The Linda Sharrock Network, They Begin to Speak, Improvising Beings, 2016

Comme le kif a ses raisons que la raison ne connaît pas, il se trouve qu'il passe aussi par le gros son qui envoie : Linda Sharrock en a fait un mantra depuis les années 60 et notamment l'immense Black Woman en compagnie de feu son époux Sonny. Bien vivante, elle revient avec un double album paru sur le beau label de Julien Palomo qui depuis 2009 s'attache à défendre les fameuses « musiques improvisées et le free jazz », en sachant entre autres bonnes idées lorgner vers l'étranger et notamment le Japon, planète oubliée parmi d'autres par le nombrilisme franco-français. Je reste succinct, mais j'invite chaleureusement à jeter un coup d'oeil.

Revenons à Linda Sharrock : qui gueule, qui geint, qui crie, qui mugit, qui feule, qui chante, et plus encore. Vue et entendue au Bab Ilo (Paris) il y a de ça plus d'un an, la chanteuse avait su redéfinir ma définition personnelle de claque dans la gueule dans une musique tellement radicale qu'on ne se fait guère d'illusion sur le fait qu'elle ne touchera qu'un petit nombre de fanatiques - pour qui elle fait beaucoup de bien. D'abord pour la musique, mais aussi pour la preuve qu'elle apporte que l'on peut encore faire cette musique-là dans un contexte qui en dépit des déclarations d'intention, laisse de moins en moins sa place aux musiques se foutant des convenances et des consensus. They Begin to Speak poursuit le bonheur à travers deux galettes issues de deux sessions distinctes : la première, française, en formation élargie ; et la seconde, british, en quartet.

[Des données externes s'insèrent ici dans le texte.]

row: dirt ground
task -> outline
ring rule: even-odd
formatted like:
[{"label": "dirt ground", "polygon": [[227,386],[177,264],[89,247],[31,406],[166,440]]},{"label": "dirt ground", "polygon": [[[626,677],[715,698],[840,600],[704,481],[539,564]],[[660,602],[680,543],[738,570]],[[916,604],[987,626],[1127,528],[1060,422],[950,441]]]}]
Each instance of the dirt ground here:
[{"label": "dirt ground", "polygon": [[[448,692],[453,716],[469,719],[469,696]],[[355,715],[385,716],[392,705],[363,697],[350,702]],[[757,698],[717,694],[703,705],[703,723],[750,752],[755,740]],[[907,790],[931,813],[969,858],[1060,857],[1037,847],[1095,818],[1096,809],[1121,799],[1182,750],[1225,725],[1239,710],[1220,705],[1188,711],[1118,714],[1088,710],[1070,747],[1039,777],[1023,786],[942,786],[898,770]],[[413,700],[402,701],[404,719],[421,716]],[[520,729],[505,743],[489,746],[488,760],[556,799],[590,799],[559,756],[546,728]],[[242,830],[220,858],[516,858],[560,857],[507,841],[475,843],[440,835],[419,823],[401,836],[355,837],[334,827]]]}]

Si les deux sessions rallient des démarches communes, elles explorent dans l'improvisation libre des sentiers tellement divergents qu'on a plaisir à s'y perdre avec les musiciens : plus dans le choc de la matière sonore et l'énergie brute, le set français met en relief les plus grands espaces harmoniques laissés par le quartet briton où brille l'approche plus mélodique de la guitare de John Jasnoch, au staccato particulièrement efficace dans sa fausse naïveté. Moins bordélique, le premier disque (le français, donc, faut suivre) sera bien plus compliqué à décrire hors du constat déjà établi qu'on a là affaire à du son bien lourd et qui prend aux tripes, au cœur, aux oreilles ou à n'importe quel organe y compris le cerveau. Une radicalité qui convient bien aux musiciens qui animent cette session dans une formation qui n'est pas dénuée d'originalité : Itaru Oki à la trompette, Eric Zinman au piano, Makoto Sato à la batterie, Yoram Rosilio à la basse, Claude Parle à l'accordéon et Cyprien Busolini au violon. Puis Mario Rechtern. Au registre des découvertes personnelles et parmi un collectif irréprochable et impressionnant de liberté, l'accordéon de Claude Parle fait forte impression et apporte énormément à l'ensemble par des arpèges d'un autre monde, au bord du shred par endroits, et un placement dans le temps qu'on comprend mal. C'est tellement plaisant ça, mal comprendre...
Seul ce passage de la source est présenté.